The story, which many write off as cliche, I find refreshing. Personally, I'm surprised that even stories that make fun of cliche's are following suit.
It was pretty obvious that you got sick of your writing style some ways through, as you even said it yourself, but you had to finish it in the same writing style for consistency. Here's a serious advice, and one I won't hesitate to give to any writer, even one's whose old style I loved ever so dearly: if your style of writing changes and you're not done with a story, it's gotta go.
The problem with change is that there's no room for what was left behind, and I feel like this story (however happy I am that it got an ending) should be one of those things you left behind.

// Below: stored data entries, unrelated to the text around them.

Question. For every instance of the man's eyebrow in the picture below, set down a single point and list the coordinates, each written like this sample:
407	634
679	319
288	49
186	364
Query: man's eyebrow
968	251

At most, you should have made a final chapter concluding it all, but continuing in a style you no longer have brings down the writing and reading experiences quite a bit.

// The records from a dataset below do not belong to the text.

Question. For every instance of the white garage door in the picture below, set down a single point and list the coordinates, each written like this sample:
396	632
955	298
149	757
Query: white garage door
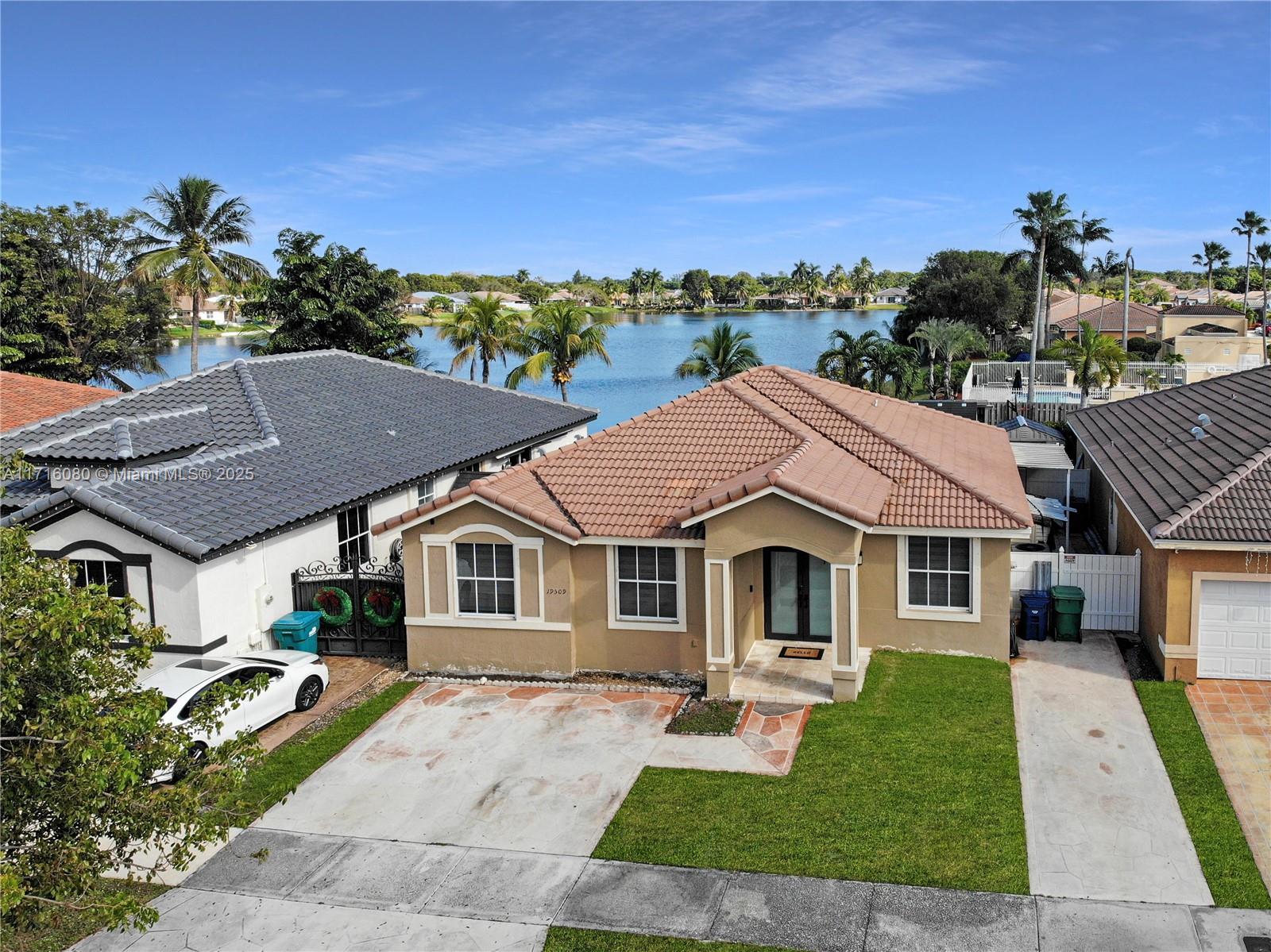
1234	630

I will admit, even before the Style Change, some of the writing was a bit cringe-worthy, but that was almost 10 years ago, so I'm sure nothing I say will have relevance.
You did ask us readers to at least review the last chapter, at the very least so here goes:
Ray is obviously in love with Ash, so it makes no sense for her to deny her identity to the page boy, when it becomes apparent that Ash has gone very, very far out of his way to find the girl.
Love Ana, end of story.
Previous to this chapter, I loved Ray. She was just the right mix of snark and intelligence that makes for a lovable character. However, all that like for her was completely, for lack of a better word, fucked.
I almost didn't finish the chapter because I am tired of the self depreciating "I'm not good enough" characters, but that's just my personal opinion, so please don't take it personally. She spends the whole time being constantly reminded of Ash (duh) and missing him, and at the same time she was actively going out of her way to make him leave, even so far as to lie about her true feelings, I guess I just don't know how that works, but that feels a little bi-polar to me.
That was really my problem with the chapter, just Ray. Otherwise, as far as not having this style of writing anymore goes, great writing, nothing to complain about. I'll be sure to Czech out your other works to see if I find something I enjoy completely, which I hope won't be too hard.